Data Analytics - Week 3
Review
four steps of data analysis
Call -> Examine -> Process -> Visualize
import pandas as pd
import matplotlib.pyplot as plt
enroll = pd.read_csv('./data/enrolleds_detail.csv')
enroll_detail = enroll.groupby('lecture_id')['user_id'].count()
plt.rcParams['font.family'] = 'Malgun Gothic'
enroll_detail.sort_values(ascending=False)
lectures = pd.read_csv('./data/lectures.csv')
lecture_count = pd.DataFrame(enroll_detail)
lecture_count = lecture_count.reset_index()
lecture_count = lecture_count.rename(columns={'user_id':'count'})
lectures = lectures.set_index('lecture_id')
full_lecture = lecture_count.join(lectures, on='lecture_id')

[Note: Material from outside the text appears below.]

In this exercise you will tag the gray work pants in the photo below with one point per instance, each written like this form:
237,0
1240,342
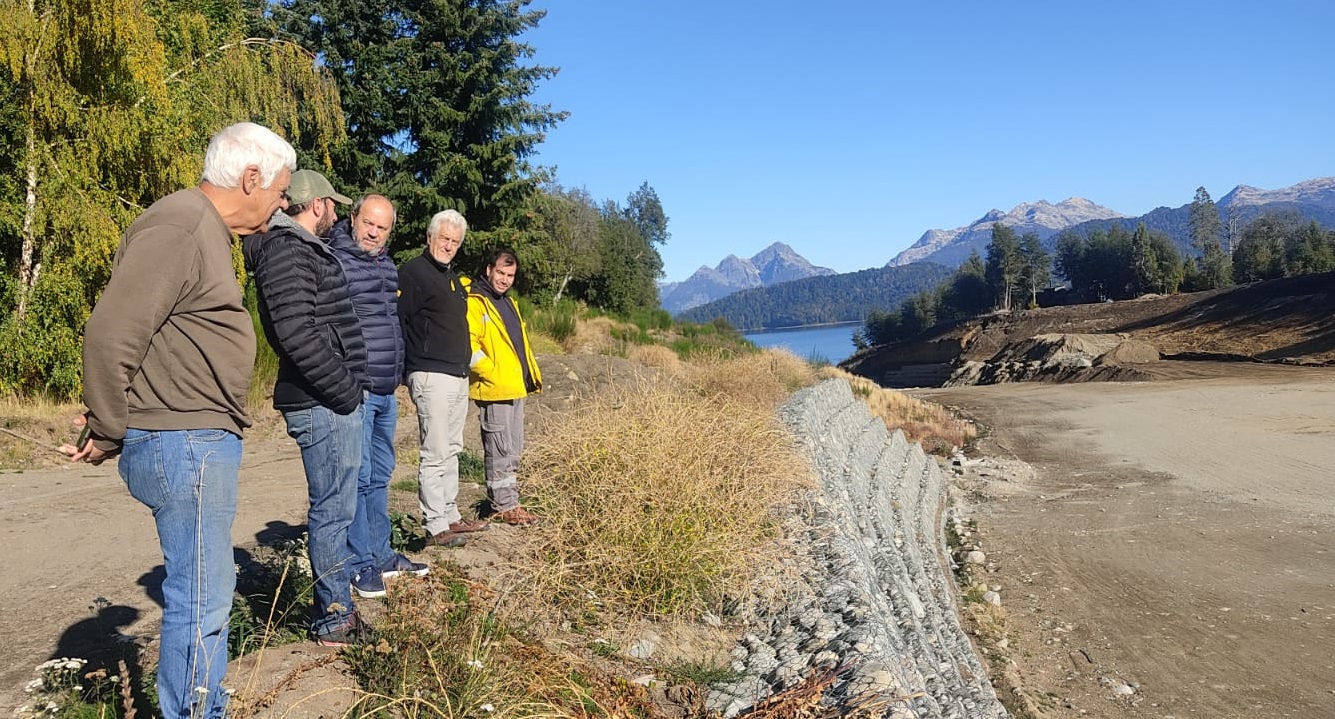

plt.figure(figsize=(22, 5))
plt.bar(full_lecture['title'], full_lecture['count'])
plt.xticks(rotation=90)
plt.show()
That is the shortcut to what I have learned in the past two weeks. It may not look like much, but I think being able to draw a graph using python is phenomenal.
WordCloud
Wordcloud is one of the most vivid visualizations of data using python. However, some words may appear very small and hard to perceive at times.
Downloading wordcloud
conda install -c conda-forge wordcloud
Importing all necessary modules
import numpy as np
from PIL import Image
from wordcloud import WordCloud
import matplotlib.pyplot as plt
Using functions to compile files
result = ""
for num in range(1, 15):
index = '{:02}'.format(num) # 2 digit, replace with 0 if none
filename = "Sequence_"+index+".txt"
text = open('./data/'+filename, 'r', encoding='utf-8-sig')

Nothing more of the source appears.